Everything was going along fine at first – we were talking, eating, talking, eating. I was pretty sure that I was going to make it out of this lunch unscathed. But then it happened. I got cocky and took a fairly large bite of my sandwich, when I heard a noise that you really never hope to hear when eating a chicken sandwich.
Something went crunch.
It sounded really loud in my head, but my boss just kept talking, so he must not have heard it. I had bitten into something incredibly hard and bony in my chicken sandwich, and my throat immediately closed.
My first thought was, “Ohmigod. I just ate spine.”
Now, sometimes when you bite into something you know doesn’t belong in whatever food you’re eating, you can just quickly swallow it whole and pretend you never noticed it in the first place. Unfortunately, this was not the case for me. I had such an enormous mouthful of bread and chicken and spine in my mouth that I couldn’t possibly swallow it without needing an emergency tracheotomy.
Up until that point, my boss hadn’t made overly intense eye contact with me, but for whatever reason, he chose that moment to start talking about a really important marketing initiative we were launching, and didn’t avert his eyes from mine for what seemed like ten minutes. I tried desperately to find a moment when he might glance down or take a bite of his food so I could quickly deposit the chicken skeleton into my napkin, but he never looked away.

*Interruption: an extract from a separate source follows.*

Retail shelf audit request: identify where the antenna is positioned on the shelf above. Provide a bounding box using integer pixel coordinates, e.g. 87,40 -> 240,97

So for ten minutes, I just held the vertebrae in my mouth, trying to hide the mass in my cheek, hoping it might dissolve if I took a sip of my Sprite. But after a few minutes, I couldn’t concentrate on anything he was saying. I knew he was telling me some critical information that I needed to remember, but I didn’t hear a word he said. I could only think about the bone in my mouth and how I was going to get rid of it.
My boss: “Pokslinm aknd licno marketing plan inlds nlcon diocna corporate-wide initiative cpnmd…”
My brain: [Oh god. Look away. Please just look away right now!]
My boss: “So Jenny, ikcuny ksyajrpc alsi sj ikkdpsh direct mail campaign kcisl unytobok…”
My brain: [Please David, please, just take a bite of your food. Oh god. Some vertebrae just touched the back of my throat. I’m going to gag. Don’t gag. Do not gag.]
This went on for what seemed like hours, until finally I knew that I was just moments away from vomiting right on the table. I had no choice but to spit the gigantic wad of half-chewed chicken and bones and soggy bread out in front of him. It looked like a baby gerbil had crawled into my napkin to die.
I’m not sure if he looked away just as I was spewing this out, or if he saw me do it and looked away in horror. Either way, the carcass was now no longer in my mouth, and it no longer sounded like he was speaking Klingon.
So there you have it. Only my first day on the job and I almost coughed up a chicken backbone in front of my new boss. This could be the start of a beautiful friendship.